If you’re running the example against a non-secured cluster, you will have to adjust the following Kafka setting in the configuration file:

  • parameter.security.protocol = SSL (if TLS is enabled)

  • parameter.security.protocol = PLAINTEXT (if TLS is not enabled)

Authorization

If authorization has been configured for your cluster you must ensure that the following privileges have been granted to the user who’s running the Envelope job:

  • Read privileges on the Kafka topic containing the audit events

  • Write privileges on the Solr collection where the messages will be indexed

  • Select and insert privileges on the Kudu table used for Kafka offset management

  • Insert privileges on the output Kudu tables (for the Kudu outputs)

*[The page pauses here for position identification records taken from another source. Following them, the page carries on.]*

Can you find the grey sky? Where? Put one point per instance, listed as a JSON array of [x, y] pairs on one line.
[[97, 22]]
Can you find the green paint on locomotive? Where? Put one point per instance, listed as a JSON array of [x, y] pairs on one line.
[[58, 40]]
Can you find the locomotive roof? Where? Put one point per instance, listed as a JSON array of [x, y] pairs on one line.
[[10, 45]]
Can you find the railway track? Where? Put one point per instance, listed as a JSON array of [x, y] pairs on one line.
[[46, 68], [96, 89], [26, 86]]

  • Read and write permissions on the output HDFS directories (for the HDFS Filesystem outputs)

Encryption

The example has been configured for a Kafka cluster with TLS encryption enabled. To run it successfully you will need a copy of the JKS truststore for the Kafka cluster, as well as the truststore password, which should be configured in the job configuration file.

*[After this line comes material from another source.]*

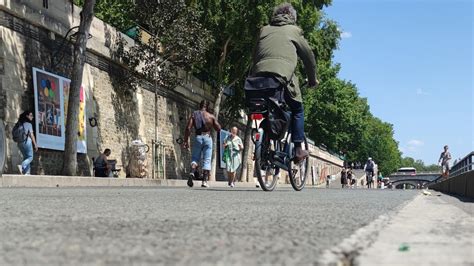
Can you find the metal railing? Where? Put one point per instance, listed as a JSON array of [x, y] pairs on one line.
[[463, 166]]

If TLS is not being used for Kafka you need to adjust the following settings in the configuration file:

  • parameter.security.protocol = SASL_PLAINTEXT (if Kerberos is enabled)

  • parameter.security.protocol = PLAINTEXT (if Kerberos is not enabled)

Running the example

  1. Create a directory for the Parquet tables, if it doesn’t already exist.

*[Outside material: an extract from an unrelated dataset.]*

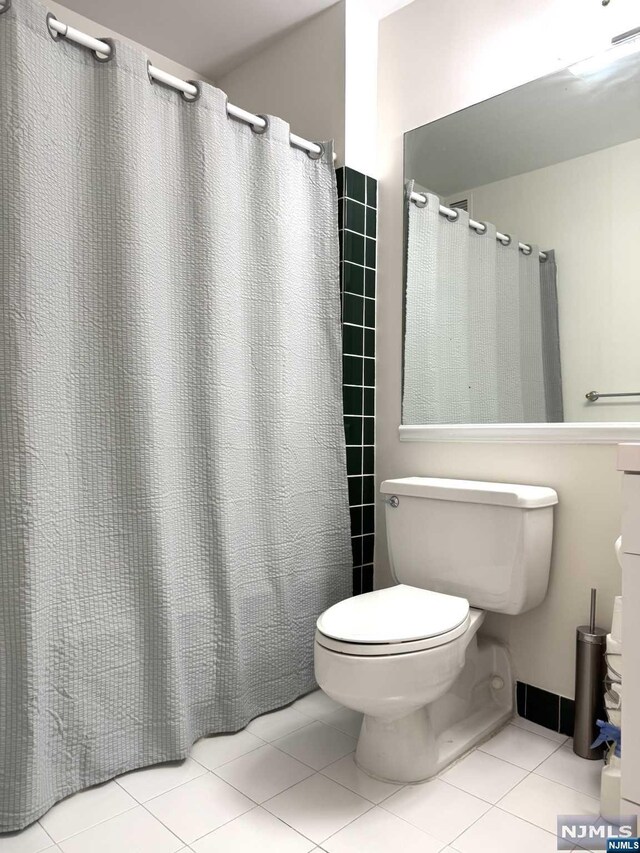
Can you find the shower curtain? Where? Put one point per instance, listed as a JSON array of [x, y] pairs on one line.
[[481, 326], [173, 493]]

    hdfs dfs -mkdir -p hdfs:///data/nav

    Ensure the following permissions have been granted on this directory:

    • Read/write permissions for the user running the Envelope job

    • Read/write permissions for the hive group

  2. Create the required Kudu and Parquet tables using the provided Apache Impala script:

    impala-shell -f create_nav_tables.sql \
      --var hdfs_base_dir=hdfs:///data/nav \
      --verbose
  3. Create partitions for the Kudu tables:

    ./add_kudu_partitions.sh > create_partitions.sql
    impala-shell --verbose -f create_partitions.sql
  4. Create the required Kafka topic:

    kafka-topics --zookeeper YOURZOOKEEPERHOSTNAME:2181 --create --topic nav-audit --partitions 4 --replication-factor 3
  5. Configure Cloudera Navigator Audit to publish audit events to Kafka.

  6. If running in a secured cluster, create a keytab file for the Kerberos principal that will run the example job. Ensure that the permissions of the keytab file are set to 400.

  7. From a host that has been configured as a Solr client (i.e. has the solrctl binary and the /etc/solr/conf client configuration files), run the script below. This script will create a new Solr collection to receive the audit records. By default the collection will be called nav-audit and will have 3 shards. These settings can be changed by changing the values of the COLLECTION_NAME and NUM_SHARDS variables in the script, respectively.

    ./solr-setup.sh
  8. If running in a secured cluster, modify jaas.conf to set the correct values for the keyTab and principal properties. Note that KEYTABFILENAME should be just the file name, not the full path.

  9. Modify nav-morphline.conf to update the zkHost property to point to your ZooKeeper ensemble. If you changed the Solr collection name in step 6 above, you should also update the collection property to reflect the new name.

  10. Modify nav-audit.conf, reviewing all the properties in the vars section and updating them as per your environment.

  11. If running in a secured cluster, modify submit.sh to update the KERBEROS_KEYTAB and KERBEROS_PRINCIPAL variables.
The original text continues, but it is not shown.